Daedalus, Diminished

0189 - Icarus via Flash-Prompt

 

He’d been a maker, once.

Architect. Designer. Engineer. Dreamer. He’d done it all.

Create a labyrinth suitable for the great beast enslaved by the king?

Sure, no problem. Make it twist and turn, winding back around itself until even he, the one who planned it, couldn’t guarantee a speedy exit.

Or any exit.

Build an animatronic bull that would fool a goddess?

Yeah, he could make that happen. Use real skin, paint the hooves so they’re not too glossy, capture the musky scent of rutting animal and spray it underneath the taut hide. She couldn’t help but fall for it. Good thing she was into the strong, silent type, even when mating in bovine form.

Find a way to fly?

(To fly, to flit, to flee.)

Wax and feathers on a wire frame. Powered by your own muscle, guided by your own mind. Biceps and triceps needed to be strong, but don’t overlook your core.

It’s all about the core.

And his son’s core was soft.

Not the physical one.

The part that governed common sense.

The part that listened to his father’s wisdom.

The part that followed the old man’s instructions.

Those parts, those core strengths, those were the bits that had been black and mushy.
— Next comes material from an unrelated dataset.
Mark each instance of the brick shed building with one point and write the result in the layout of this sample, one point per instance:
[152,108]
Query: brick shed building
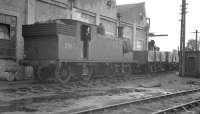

Neither capable of maintaining balance nor strong enough to persevere.

Well, his son was free now.

Free from earthly constraints, free from human laws, free from the need for blood or breath or bone.

And himself?

He’s trapped in a labyrinth that has no exit, because it exists entirely within his mind. His minotaur isn’t a raging half-man, but a monster made of grief and guilt. It chases him down nightmare lanes, night after night, always ending in the heat of fire, the hiss of saltwater, the bitter tang of loss.

He was a maker once.

Before.

But now?

Now he’s just an old man with nothing left to live for, wandering the deserted beach of his own, sorry, soul.